Saturday, May 24, 2008

Emotional Week!

Well, last Wednesday, I got a call that I had been anticipating for 16 years... I got a call from my daughter, Hanna.

I have been in Hanna's life since she was born, but knew that I could not give her the life that I so desperately wanted her to have. I did not want her to live with the things that I had survived, and made the hardest decision I have ever had to make, and that was to give her to my loving friends, who have been awesome parents to her. Imagine giving birth to a brand new baby that you loved so much, so desperately, then handing her to someone else.....heartbreaking? Absolutely. It left a void and a hole in my heart for a very loooong time, even though I knew I was making the best choice I could for the one person I loved more than anything.

I have seen my daughter MANY MANY times through the years...Her first year, we met up for lunches and dinners, etc. We celebrated her first birthday together, over the course of several years it went on this way. When I had Skyler they visited us at my Grandmothers, and I have beautiful pictures of our 4 generations (My Grandma on dad's side, my Dad, Me, Hanna and Skyler). It would be the last time we ever had that moment, because my Grandma passed away 2 years later.

I watched my daughter in her school plays. I saw her perform her awesome dance productions, and even attended one of her church ceremonies when she was 13. I saw her again a year later when she was 14...but then I moved away.

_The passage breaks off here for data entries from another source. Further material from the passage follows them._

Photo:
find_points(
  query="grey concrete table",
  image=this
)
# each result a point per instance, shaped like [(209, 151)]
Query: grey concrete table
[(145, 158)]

Talk about hard to do...I knew it would be quite a while until I could see the first love of my life again...the one that I loved more than even myself.

Even though I saw my daughter, she had no idea that I was her birth Mom. I was simply a "family friend". And that was a missing piece for me.

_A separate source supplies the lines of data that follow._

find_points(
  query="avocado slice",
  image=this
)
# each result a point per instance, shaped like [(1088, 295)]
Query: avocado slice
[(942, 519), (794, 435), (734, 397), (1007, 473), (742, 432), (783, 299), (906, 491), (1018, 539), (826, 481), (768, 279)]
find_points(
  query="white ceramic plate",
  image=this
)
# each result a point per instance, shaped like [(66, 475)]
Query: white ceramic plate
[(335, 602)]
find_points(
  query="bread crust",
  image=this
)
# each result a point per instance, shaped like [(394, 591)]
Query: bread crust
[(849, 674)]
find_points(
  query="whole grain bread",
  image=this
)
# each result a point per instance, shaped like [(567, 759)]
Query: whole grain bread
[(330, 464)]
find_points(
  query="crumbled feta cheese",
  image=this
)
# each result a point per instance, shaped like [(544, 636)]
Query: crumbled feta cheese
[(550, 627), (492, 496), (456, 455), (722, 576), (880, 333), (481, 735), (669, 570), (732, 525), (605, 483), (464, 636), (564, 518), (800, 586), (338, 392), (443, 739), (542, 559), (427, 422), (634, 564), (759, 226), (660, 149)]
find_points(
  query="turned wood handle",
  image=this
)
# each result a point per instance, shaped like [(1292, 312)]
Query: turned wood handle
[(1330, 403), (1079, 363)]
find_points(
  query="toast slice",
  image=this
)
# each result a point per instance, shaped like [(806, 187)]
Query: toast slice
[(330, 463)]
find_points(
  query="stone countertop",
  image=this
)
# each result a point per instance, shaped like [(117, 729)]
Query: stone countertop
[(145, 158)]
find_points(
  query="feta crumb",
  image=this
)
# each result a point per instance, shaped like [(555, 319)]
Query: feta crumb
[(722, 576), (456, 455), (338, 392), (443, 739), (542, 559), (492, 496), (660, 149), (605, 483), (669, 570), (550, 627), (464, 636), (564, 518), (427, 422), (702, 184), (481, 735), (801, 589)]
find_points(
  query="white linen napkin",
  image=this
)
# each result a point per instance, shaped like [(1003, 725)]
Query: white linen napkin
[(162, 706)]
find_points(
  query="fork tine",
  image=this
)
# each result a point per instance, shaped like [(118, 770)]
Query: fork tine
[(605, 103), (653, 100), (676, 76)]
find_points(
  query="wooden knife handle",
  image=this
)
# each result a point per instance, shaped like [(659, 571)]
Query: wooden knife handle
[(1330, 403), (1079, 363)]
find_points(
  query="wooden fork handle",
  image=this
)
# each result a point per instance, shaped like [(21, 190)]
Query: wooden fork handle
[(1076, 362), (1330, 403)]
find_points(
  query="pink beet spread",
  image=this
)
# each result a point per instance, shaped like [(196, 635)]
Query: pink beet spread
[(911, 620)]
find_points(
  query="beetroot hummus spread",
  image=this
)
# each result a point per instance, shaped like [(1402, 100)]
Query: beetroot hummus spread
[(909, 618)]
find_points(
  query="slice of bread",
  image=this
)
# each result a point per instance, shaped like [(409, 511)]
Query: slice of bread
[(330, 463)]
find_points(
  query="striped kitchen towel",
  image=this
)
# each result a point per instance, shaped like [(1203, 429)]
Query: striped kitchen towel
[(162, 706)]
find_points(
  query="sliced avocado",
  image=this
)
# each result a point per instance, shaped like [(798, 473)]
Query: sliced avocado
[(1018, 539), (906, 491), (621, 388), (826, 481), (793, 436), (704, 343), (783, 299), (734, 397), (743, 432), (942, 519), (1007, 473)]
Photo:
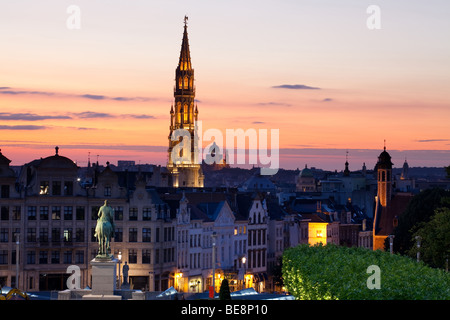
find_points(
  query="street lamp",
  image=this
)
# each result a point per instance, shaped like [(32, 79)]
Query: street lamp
[(17, 259), (391, 243), (244, 260), (418, 238), (119, 256), (214, 236)]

On May 14th, I got a phone call that would change all of that...The one where she found out who I was for real, and we spoke for quite a while...twice, actually. She found me on Myspace within an hour, and we added each other to our pages as quick as we could....

My final "piece" placed in the puzzle of my complicated life. It has been amazing, yet overwhelming at the same time. So many floods of emotion have overcome me this week. From joy, to saddness, and everything in between....

In the meantime,

This week Skyler became a 5th grader....we got his awards, one of which included a Principal's Award for maintaining straight A's ALL YEAR LONG!!!! YEAH, SKYLER!!!!! He has done SO well this year...I am SO PROUD!

He has been so understanding through all of this, and today when he came in and saw that I wasn't "quite right", he decided that he was going to change the mood in the household......He logged into his online page, started blasting a song called "Gummy Bear" and launched himself into the most hysterical wanna be stripper, crazy dance routine that I had ever seen. This boy really knows how to change the atmosphere, he always has, lol.

From the moment that I found out that I was pregnant with Skyler, even though things were not the most opportune, he has been my light at the end of every tunnel that I have gone through. His infectious smile melts my heart and takes my breath away, even when he does something wrong.....

I absolutely love my kids! What an emotional roller coaster this week has been!!!!

****UPDATE AS of later in the day******

More news...I just got a call from my daughters adoptive Mom...after 20-some years of marriage, they have decided to split. While I know that people do go through this, I am sad for them.....I am in shock right now. I just got the call from her a few minutes ago, and it is just settling into my brain.

This is so much to have happened all in one week....my daughter's head must be spinning as much as mine is, and I am an adult. Wow....what happens now? I guess we just continue on, and support one another, like we always do....

Hanna's Mom came to the hospital during one of the most painful times of my life...losing my Grandmother...She helped me get through that tragedy, now I hope I can be here to help her.

They say that adoption is a life long process....they were right.

1 comment:

Connie said...

Emotional, to say the least. Hang in there... I will call you to talk about it.



We are leaving in the morning to Colorado Springs. Mark's son graduates from the Air Force Academy.
Jeffery, Kristin and Joey are going with us.